After several months of wild swings, moments ago the Fed published the latest consumer credit report (G.19) and it was quite tame by recent volatile trends.

Total consumer credit rose by $9.178BN in October (which is more contemporaneous than more other data points we have received in recent weeks thanks to the govt shutdown), which was down from a downward revised $11.0BN in Sept ($13.09BN pre-revision), and below the $10.48BN median estimate. The latest monthly increase pushed the total to a new all-time high of $5.084 trillion. 

Looking at revolving credit (i.e., credit cards), the increase was $5.407BN to $1.317 trillion, the biggest monthly increase since July, if on the low side compared to the $8.7 billion average monthly increase from 2021 until the end of 2024.

Non-revolving credit (primarily auto and student loans), rose by $3.771BN, the lowest increase since February when we saw a decline of $2.4 billion. This increase brought the total nonrevolving credit to $3.767 trillion, a new record high.

While there was no detailed breakdown for October, the historical data showed that when broken down by components, student loans - now that the repayment moratorium is over - surged by $27.4 billion in Q3 to a record $1.841 trillion. As discussed previously, student loans have a magical capability of being abused for everything but college, which is why enterprising "students" binge on them any time they can to fund all their other purchases, except education-related. Meanwhile, car loans rose by a far more modest $4.0 billion to $1.564 trillion.

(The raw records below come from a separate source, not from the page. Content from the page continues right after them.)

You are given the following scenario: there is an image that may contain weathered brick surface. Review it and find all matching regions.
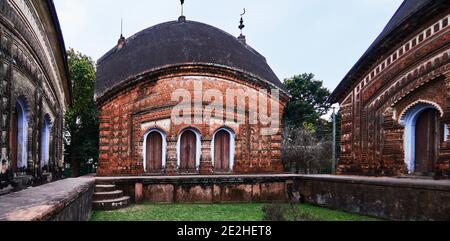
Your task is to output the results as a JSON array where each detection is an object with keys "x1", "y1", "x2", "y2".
[
  {"x1": 338, "y1": 10, "x2": 450, "y2": 176},
  {"x1": 98, "y1": 69, "x2": 286, "y2": 176}
]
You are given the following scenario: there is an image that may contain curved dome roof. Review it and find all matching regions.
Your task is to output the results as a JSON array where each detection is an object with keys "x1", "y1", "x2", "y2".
[{"x1": 96, "y1": 18, "x2": 285, "y2": 97}]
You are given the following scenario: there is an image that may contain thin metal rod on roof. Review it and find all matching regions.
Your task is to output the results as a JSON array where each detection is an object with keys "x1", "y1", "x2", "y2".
[
  {"x1": 239, "y1": 8, "x2": 246, "y2": 35},
  {"x1": 180, "y1": 0, "x2": 184, "y2": 16},
  {"x1": 120, "y1": 18, "x2": 123, "y2": 36}
]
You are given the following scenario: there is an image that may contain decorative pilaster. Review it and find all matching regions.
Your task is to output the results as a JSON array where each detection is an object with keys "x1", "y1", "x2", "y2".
[
  {"x1": 166, "y1": 137, "x2": 178, "y2": 176},
  {"x1": 199, "y1": 136, "x2": 214, "y2": 175}
]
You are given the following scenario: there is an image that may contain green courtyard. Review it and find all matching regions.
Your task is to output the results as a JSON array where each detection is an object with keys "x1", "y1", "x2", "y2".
[{"x1": 91, "y1": 203, "x2": 377, "y2": 221}]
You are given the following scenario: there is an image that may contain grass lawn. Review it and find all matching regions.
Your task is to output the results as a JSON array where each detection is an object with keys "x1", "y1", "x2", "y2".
[{"x1": 91, "y1": 203, "x2": 377, "y2": 221}]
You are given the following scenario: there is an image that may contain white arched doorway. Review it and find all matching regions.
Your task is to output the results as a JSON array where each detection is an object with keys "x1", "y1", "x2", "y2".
[
  {"x1": 211, "y1": 128, "x2": 236, "y2": 172},
  {"x1": 41, "y1": 115, "x2": 52, "y2": 171},
  {"x1": 142, "y1": 129, "x2": 167, "y2": 172},
  {"x1": 400, "y1": 102, "x2": 443, "y2": 174},
  {"x1": 177, "y1": 128, "x2": 202, "y2": 172}
]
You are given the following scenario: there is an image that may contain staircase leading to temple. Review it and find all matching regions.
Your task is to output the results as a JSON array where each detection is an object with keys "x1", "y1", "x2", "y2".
[{"x1": 92, "y1": 184, "x2": 131, "y2": 210}]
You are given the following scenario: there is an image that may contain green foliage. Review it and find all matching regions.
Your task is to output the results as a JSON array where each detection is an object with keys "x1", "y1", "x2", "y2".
[
  {"x1": 263, "y1": 203, "x2": 320, "y2": 222},
  {"x1": 284, "y1": 73, "x2": 332, "y2": 139},
  {"x1": 65, "y1": 49, "x2": 99, "y2": 176},
  {"x1": 91, "y1": 203, "x2": 376, "y2": 221}
]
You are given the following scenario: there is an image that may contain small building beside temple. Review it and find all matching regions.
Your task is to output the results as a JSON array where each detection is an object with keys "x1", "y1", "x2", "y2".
[
  {"x1": 0, "y1": 0, "x2": 72, "y2": 193},
  {"x1": 332, "y1": 0, "x2": 450, "y2": 177},
  {"x1": 96, "y1": 16, "x2": 289, "y2": 176}
]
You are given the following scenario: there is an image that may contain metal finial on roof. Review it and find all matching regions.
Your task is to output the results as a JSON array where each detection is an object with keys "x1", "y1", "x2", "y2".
[
  {"x1": 117, "y1": 18, "x2": 126, "y2": 49},
  {"x1": 180, "y1": 0, "x2": 184, "y2": 16},
  {"x1": 120, "y1": 18, "x2": 123, "y2": 36},
  {"x1": 239, "y1": 8, "x2": 246, "y2": 35}
]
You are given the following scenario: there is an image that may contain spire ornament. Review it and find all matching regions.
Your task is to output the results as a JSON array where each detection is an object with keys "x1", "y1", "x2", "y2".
[
  {"x1": 238, "y1": 8, "x2": 247, "y2": 45},
  {"x1": 239, "y1": 8, "x2": 246, "y2": 36},
  {"x1": 178, "y1": 0, "x2": 186, "y2": 23}
]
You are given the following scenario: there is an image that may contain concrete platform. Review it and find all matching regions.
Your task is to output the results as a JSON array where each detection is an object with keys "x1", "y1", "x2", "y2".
[
  {"x1": 96, "y1": 174, "x2": 300, "y2": 203},
  {"x1": 295, "y1": 175, "x2": 450, "y2": 221},
  {"x1": 297, "y1": 175, "x2": 450, "y2": 191},
  {"x1": 0, "y1": 177, "x2": 95, "y2": 221}
]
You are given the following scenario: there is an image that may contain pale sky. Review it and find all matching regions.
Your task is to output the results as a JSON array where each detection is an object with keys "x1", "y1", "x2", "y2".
[{"x1": 54, "y1": 0, "x2": 402, "y2": 90}]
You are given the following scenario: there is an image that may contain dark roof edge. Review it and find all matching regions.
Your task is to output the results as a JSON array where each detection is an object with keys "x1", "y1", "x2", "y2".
[
  {"x1": 96, "y1": 20, "x2": 267, "y2": 65},
  {"x1": 46, "y1": 0, "x2": 73, "y2": 105},
  {"x1": 330, "y1": 0, "x2": 442, "y2": 104},
  {"x1": 95, "y1": 63, "x2": 292, "y2": 104}
]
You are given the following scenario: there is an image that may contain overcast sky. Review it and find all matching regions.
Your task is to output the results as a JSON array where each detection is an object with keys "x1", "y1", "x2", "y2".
[{"x1": 54, "y1": 0, "x2": 402, "y2": 90}]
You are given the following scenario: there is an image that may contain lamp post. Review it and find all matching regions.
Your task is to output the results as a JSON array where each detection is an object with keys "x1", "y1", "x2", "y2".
[{"x1": 331, "y1": 107, "x2": 336, "y2": 175}]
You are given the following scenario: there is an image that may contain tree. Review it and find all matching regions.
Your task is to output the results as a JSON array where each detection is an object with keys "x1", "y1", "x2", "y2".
[
  {"x1": 281, "y1": 124, "x2": 332, "y2": 174},
  {"x1": 284, "y1": 73, "x2": 332, "y2": 135},
  {"x1": 65, "y1": 49, "x2": 99, "y2": 177},
  {"x1": 282, "y1": 73, "x2": 333, "y2": 174}
]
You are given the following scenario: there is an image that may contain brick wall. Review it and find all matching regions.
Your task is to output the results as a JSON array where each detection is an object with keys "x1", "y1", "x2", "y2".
[
  {"x1": 338, "y1": 11, "x2": 450, "y2": 176},
  {"x1": 98, "y1": 70, "x2": 285, "y2": 176}
]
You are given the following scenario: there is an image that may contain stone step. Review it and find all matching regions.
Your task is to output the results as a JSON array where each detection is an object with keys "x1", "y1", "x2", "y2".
[
  {"x1": 92, "y1": 197, "x2": 131, "y2": 210},
  {"x1": 94, "y1": 190, "x2": 123, "y2": 201},
  {"x1": 95, "y1": 185, "x2": 116, "y2": 192}
]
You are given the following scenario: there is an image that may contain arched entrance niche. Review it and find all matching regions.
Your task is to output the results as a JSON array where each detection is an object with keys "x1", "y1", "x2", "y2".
[
  {"x1": 177, "y1": 128, "x2": 202, "y2": 173},
  {"x1": 211, "y1": 128, "x2": 235, "y2": 173},
  {"x1": 400, "y1": 102, "x2": 443, "y2": 174},
  {"x1": 41, "y1": 115, "x2": 52, "y2": 171},
  {"x1": 10, "y1": 97, "x2": 28, "y2": 172},
  {"x1": 143, "y1": 129, "x2": 167, "y2": 173}
]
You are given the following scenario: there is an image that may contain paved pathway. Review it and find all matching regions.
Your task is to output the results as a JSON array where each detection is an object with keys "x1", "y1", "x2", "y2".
[{"x1": 0, "y1": 177, "x2": 94, "y2": 221}]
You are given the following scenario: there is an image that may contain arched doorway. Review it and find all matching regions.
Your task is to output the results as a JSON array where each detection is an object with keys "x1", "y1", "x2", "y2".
[
  {"x1": 178, "y1": 129, "x2": 201, "y2": 173},
  {"x1": 211, "y1": 128, "x2": 234, "y2": 173},
  {"x1": 10, "y1": 98, "x2": 28, "y2": 172},
  {"x1": 415, "y1": 109, "x2": 439, "y2": 175},
  {"x1": 41, "y1": 115, "x2": 51, "y2": 171},
  {"x1": 144, "y1": 130, "x2": 167, "y2": 173},
  {"x1": 9, "y1": 105, "x2": 19, "y2": 172},
  {"x1": 401, "y1": 103, "x2": 442, "y2": 175}
]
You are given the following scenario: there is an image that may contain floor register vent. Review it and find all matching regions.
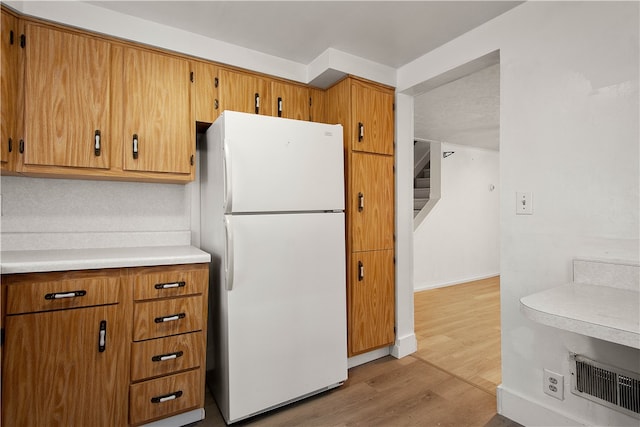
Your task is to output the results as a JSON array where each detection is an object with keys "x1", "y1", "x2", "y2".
[{"x1": 571, "y1": 354, "x2": 640, "y2": 418}]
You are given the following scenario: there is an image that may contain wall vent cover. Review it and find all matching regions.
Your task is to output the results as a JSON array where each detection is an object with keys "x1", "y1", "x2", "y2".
[{"x1": 571, "y1": 354, "x2": 640, "y2": 418}]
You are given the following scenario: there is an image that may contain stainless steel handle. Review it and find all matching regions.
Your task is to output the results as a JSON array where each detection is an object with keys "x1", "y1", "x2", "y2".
[
  {"x1": 224, "y1": 216, "x2": 234, "y2": 291},
  {"x1": 93, "y1": 129, "x2": 100, "y2": 156},
  {"x1": 153, "y1": 313, "x2": 187, "y2": 323},
  {"x1": 132, "y1": 133, "x2": 138, "y2": 159},
  {"x1": 151, "y1": 351, "x2": 184, "y2": 362},
  {"x1": 151, "y1": 390, "x2": 182, "y2": 403},
  {"x1": 44, "y1": 291, "x2": 87, "y2": 299},
  {"x1": 154, "y1": 282, "x2": 186, "y2": 289},
  {"x1": 98, "y1": 320, "x2": 107, "y2": 353}
]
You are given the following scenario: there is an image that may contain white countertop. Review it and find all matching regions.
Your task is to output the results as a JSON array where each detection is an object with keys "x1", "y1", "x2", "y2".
[
  {"x1": 520, "y1": 283, "x2": 640, "y2": 349},
  {"x1": 0, "y1": 246, "x2": 211, "y2": 274}
]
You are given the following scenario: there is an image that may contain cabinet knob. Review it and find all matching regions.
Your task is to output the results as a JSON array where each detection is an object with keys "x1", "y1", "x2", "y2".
[
  {"x1": 93, "y1": 129, "x2": 101, "y2": 156},
  {"x1": 132, "y1": 133, "x2": 138, "y2": 159}
]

A few weeks ago Kelley Blue Book reported that the average new car price hit $50,000 for the first time ever. Well, as the next chart shows, there's a reason why: it's because the amount finance by new car loans also hit a new record high of $41K.

Finally, and this will come as a surprise to nobody, despite 1.50% in rate cuts by the Fed since last September, we can now confirm that rates on credit cards have gone... higher, as banks continue to bleed US consumers dry: at the start of 2025 the average rate on credit card accounts was 22.80%... and on Sept 30 the number was higher at 22.83%, just barely below the all time high of 23.37% set one year ago.